4Fのミステリ専門の第二編集部では、これから売り出す作家志望の氷川透と編集者の小宮山が酒盛りしながらミステリ談義を始めている。そこに外回りから帰ってきた大橋常務がちょこっとだけ顔をだす。大橋常務の後にアルバイトの上野がやってきてミステリ談義に参戦する。上野はなかなかのミステリマニアだ。
5Fの第一編集部では、編集者の津田とブックデザイナーの水城が印刷会社から到着する色校正を待っていた。12時になってやっと印刷会社のがやって来たと守衛室の金子から内線で5Fに連絡が入る。
これで10人のメンツがそろった。
ここからは岡本次長大橋常務か刺殺体となってころがり、ビルは外からロックされて出れなくなり、電話は不通、と”嵐の山荘”状態。舞台もそろった。
「読者への挑戦」と作者の「本格推理小説論」も付いているお買い得作品。
感想
「本格推理というのはフェアなフーダニット」、つまり犯人当てだと作者は言い切る。わかりやすい。「フェアプレイにのっとった作者と読者の戦い」って訳で、さぼてんが「追いし者 追われし者」で感じた事もあながち的はずれじゃなかったんだ。いっちょう乗ってやろうじゃないのと参戦する。8日間も本をめくってもどってと繰り返し読み、登場人物と時間のマトリックスも作った。しかも昔上司に「現場での作業工程を決める要はクレーン」と言われたのを思い出して「そうそうEVの動きも追加しなきゃ」ともう大変。そやのに174頁にタイムテーブルが載ってるぅー(涙)。しかしここで、イマイチわからなかった印刷会社のの到着退出時間がはっきりしてさぼてんの中で犯人が決まった。
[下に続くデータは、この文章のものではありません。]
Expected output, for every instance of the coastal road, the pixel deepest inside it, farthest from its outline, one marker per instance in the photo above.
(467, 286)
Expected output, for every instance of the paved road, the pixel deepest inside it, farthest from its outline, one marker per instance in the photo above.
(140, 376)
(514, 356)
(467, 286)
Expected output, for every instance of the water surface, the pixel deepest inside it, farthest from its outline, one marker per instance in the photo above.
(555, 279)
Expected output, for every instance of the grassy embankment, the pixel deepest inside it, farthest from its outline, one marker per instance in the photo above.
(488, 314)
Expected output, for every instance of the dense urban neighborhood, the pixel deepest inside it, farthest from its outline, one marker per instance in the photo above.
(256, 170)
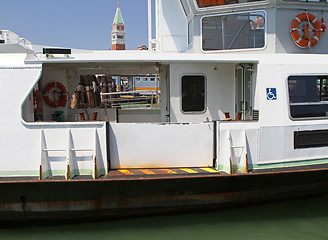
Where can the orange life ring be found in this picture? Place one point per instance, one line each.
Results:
(63, 99)
(302, 41)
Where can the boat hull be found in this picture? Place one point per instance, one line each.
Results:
(111, 198)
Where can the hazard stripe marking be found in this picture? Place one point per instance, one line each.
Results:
(188, 170)
(211, 170)
(168, 171)
(126, 172)
(146, 171)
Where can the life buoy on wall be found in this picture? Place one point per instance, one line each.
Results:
(305, 41)
(63, 99)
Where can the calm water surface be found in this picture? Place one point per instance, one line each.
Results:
(295, 219)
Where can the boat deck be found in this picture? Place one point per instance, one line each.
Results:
(159, 173)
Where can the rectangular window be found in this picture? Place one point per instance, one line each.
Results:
(234, 31)
(193, 93)
(308, 96)
(213, 3)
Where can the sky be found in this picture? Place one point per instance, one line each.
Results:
(83, 24)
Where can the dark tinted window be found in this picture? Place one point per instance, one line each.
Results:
(233, 31)
(308, 96)
(193, 93)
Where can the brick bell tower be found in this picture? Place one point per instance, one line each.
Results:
(118, 33)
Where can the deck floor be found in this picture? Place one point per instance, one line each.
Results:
(159, 173)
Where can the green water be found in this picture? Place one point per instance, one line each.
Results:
(296, 219)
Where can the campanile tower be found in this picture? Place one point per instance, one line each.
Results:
(118, 33)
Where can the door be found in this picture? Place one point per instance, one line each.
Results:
(243, 98)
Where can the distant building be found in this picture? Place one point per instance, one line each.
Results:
(118, 33)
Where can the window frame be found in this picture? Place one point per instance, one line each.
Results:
(263, 12)
(305, 103)
(230, 5)
(205, 93)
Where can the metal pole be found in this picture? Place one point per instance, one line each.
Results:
(149, 25)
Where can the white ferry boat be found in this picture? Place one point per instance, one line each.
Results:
(242, 115)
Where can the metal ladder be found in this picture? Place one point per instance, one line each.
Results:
(45, 166)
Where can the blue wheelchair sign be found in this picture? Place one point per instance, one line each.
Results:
(271, 94)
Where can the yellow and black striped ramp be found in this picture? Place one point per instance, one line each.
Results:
(160, 172)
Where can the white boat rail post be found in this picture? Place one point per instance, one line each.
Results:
(69, 157)
(95, 171)
(149, 26)
(45, 170)
(224, 156)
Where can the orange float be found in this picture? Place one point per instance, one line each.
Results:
(306, 41)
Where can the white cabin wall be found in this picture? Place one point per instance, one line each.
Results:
(220, 88)
(16, 140)
(276, 141)
(171, 27)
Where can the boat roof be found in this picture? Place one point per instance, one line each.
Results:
(154, 57)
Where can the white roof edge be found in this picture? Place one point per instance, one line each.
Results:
(146, 56)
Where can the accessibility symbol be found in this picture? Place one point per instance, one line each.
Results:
(271, 94)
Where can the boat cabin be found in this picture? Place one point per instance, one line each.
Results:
(224, 84)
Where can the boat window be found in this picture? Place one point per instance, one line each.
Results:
(234, 31)
(185, 7)
(213, 3)
(193, 93)
(308, 96)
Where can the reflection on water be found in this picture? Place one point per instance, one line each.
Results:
(295, 219)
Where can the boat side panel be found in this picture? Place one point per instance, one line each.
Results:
(161, 145)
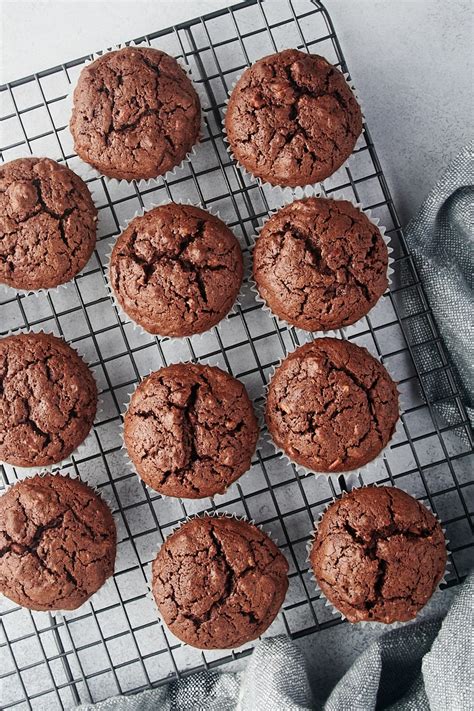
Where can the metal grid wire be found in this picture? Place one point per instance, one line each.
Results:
(115, 644)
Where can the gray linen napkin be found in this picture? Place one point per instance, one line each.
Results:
(422, 666)
(441, 240)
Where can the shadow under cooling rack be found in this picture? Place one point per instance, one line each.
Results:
(115, 644)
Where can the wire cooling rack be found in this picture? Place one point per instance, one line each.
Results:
(115, 644)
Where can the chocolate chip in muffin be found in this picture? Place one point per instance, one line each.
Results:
(47, 224)
(136, 114)
(292, 119)
(48, 400)
(190, 430)
(378, 555)
(320, 264)
(219, 582)
(331, 406)
(57, 541)
(176, 270)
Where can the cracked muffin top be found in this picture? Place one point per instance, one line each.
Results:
(176, 270)
(190, 430)
(378, 555)
(136, 114)
(320, 264)
(292, 119)
(219, 582)
(48, 224)
(331, 406)
(58, 543)
(48, 400)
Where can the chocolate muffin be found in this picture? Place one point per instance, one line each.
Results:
(320, 264)
(48, 400)
(292, 119)
(378, 555)
(219, 582)
(331, 406)
(58, 543)
(190, 430)
(47, 224)
(136, 114)
(176, 270)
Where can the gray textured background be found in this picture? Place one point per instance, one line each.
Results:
(411, 62)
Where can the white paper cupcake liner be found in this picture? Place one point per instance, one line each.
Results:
(371, 466)
(67, 475)
(302, 194)
(125, 318)
(150, 596)
(287, 189)
(88, 172)
(373, 624)
(80, 450)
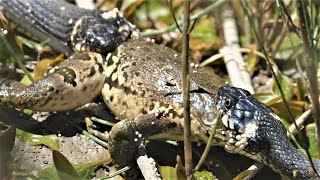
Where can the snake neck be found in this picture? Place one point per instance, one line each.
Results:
(278, 152)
結果はどうだったかというと7割5分のヒット。結構古典的です。犯人と犯行現場は完勝v。ナイフを外に捨てた理由も順番もオッケv。ペケだったのは後の方の殺人。これってビルが”嵐の山荘”になったり、EVが蓋になって6Fが密室になってしまった理由ヤン。肝心要やん。あかんやん(**)。
映画では「処女作品には監督の全てが入っている」と言われるが小説も同じなんだろう。この作者にとって作品は読者への挑戦なのだ。12頁に「かつては、人間を描けていないという決まり文句で批判された新本格が、いまやキャラという名の擬似人間をけんめいに描くことで、キャラ萌え読者を獲得している。歴史の皮肉です。」これは「俺はそんな軟弱な事にはならん」という宣言なんですね。作者の心意気を買いたい。
ただ、ユーモアセンスがもうちょっと、なんとか。6Fの様子を書いている121頁なんぞ「あとは、ずらずら並んだ各役員の部屋だ。どうやら、役員室とはいっても鍵がかかったりはしないらしい。まあ、しょせんは中小企業だから−氷川は、内心で冗談をつぶやいて自分を落ち着かせようとしたが、あまり効果はなかった。たぶん、冗談のできに問題があったのだろう。」・・・・・あのう、できとかいう以前にどこに冗談があるのか教えて欲しい。

元々パズラーは好きなんだよな。どんでんとかカタルシスが感じられなくても別にかまわない。ミステリ小説に社会派だとかコアな本格だとかのレッテル貼りはまだしも、本格推理こそが山のてっぺんだとか世界の中心だとか論理的に差別化して己の好みを上げよう上げようとするから反撥するんだよな。ああいうのを「贔屓の引き倒し」と言う。